Bahrain's crown prince spoke with Prime Minister Benjamin Netanyahu on Thursday about the return to nuclear talks with Iran, Bahrain's state-run news agency reported, as the U.S. administration tries to revive the tattered 2015 nuclear accord.
Bahraini Crown Prince Salman bin Hamad Al Khalifa, also the country's prime minister, stressed to Netanyahu "the importance of the participation of regional countries in any negotiations on the Iranian nuclear file" to support "security and stability in the region," according to the official Bahrain News Agency.
The statement marks the first response from a Gulf Arab leader to President Joe Biden's announcement earlier this month that he was seeking a return to nuclear negotiations with Iran.
Nearly three years ago, former president Donald Trump abandoned the landmark accord and reimposed harsh sanctions on Iran.
His withdrawal was welcomed by Gulf nations and Israel, Iran's foes in the region that are most directly threatened and staunchly opposed the deal.
The sheikhdoms in the Persian Gulf, along with Israel, were excluded from the last nuclear negotiations and remain highly skeptical of Iran's intentions.
They have indicated they would only be open to a deal if it included limits on Iran's non-nuclear activities, including missile development and support for rebel groups and militias in the Middle East.
A main reason Trump gave for withdrawing from the nuclear deal was that it did not address those issues.
In Thursday's call, the Bahraini crown prince urged that any nuclear negotiations with Iran "include broader issues," without elaborating.
The readout from Israel made no mention of Washington's outreach to Tehran. It said only that the crown prince repeated his invitation for Netanyahu to visit Bahrain once the pandemic allows and that the kingdom is interested in investing jointly with other countries in a vaccine production factory planned to be located in Israel.
Following the United Arab Emirates, the island kingdom of Bahrain normalized relations with Israel last fall, an agreement forged out of mutual enmity for Iran.

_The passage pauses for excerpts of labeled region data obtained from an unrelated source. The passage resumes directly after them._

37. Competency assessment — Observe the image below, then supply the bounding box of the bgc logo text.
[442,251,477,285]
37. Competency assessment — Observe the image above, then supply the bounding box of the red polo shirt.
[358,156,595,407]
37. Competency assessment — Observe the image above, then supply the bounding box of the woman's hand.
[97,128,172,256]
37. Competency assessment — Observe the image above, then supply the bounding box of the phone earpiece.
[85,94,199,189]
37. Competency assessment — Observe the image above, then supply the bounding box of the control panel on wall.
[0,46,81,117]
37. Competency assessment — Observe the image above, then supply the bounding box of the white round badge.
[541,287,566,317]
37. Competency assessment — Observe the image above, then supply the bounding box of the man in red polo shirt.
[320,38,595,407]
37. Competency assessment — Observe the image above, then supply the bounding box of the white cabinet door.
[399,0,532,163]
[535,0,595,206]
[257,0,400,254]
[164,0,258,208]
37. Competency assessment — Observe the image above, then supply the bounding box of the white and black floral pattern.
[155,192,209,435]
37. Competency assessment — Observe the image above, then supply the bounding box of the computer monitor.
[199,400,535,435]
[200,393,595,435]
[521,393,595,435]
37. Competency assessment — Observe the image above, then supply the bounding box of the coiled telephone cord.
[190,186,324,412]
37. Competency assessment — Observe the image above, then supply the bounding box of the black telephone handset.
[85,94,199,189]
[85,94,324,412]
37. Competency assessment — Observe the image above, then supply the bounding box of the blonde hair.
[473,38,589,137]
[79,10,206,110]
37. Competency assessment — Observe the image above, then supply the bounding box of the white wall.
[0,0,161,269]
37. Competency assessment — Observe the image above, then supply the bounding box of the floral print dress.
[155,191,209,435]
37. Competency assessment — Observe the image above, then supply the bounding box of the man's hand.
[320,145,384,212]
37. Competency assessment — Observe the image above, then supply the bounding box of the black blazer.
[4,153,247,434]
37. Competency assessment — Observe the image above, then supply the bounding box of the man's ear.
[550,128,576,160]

According to Netanyahu's office, the two discussed the Gulf state's possible involvement in establishing the vaccine plant.
The two leaders also discussed a possible visit by Netanyahu to Bahrain once coronavirus restrictions would allow it, the prime minister's office said.
"The Bahraini regent also stated that he was interested in examining the possibility of Bahrain joining an investment in a vaccine manufacturing plant that is planned to be established in Israel together with other countries," the statement said.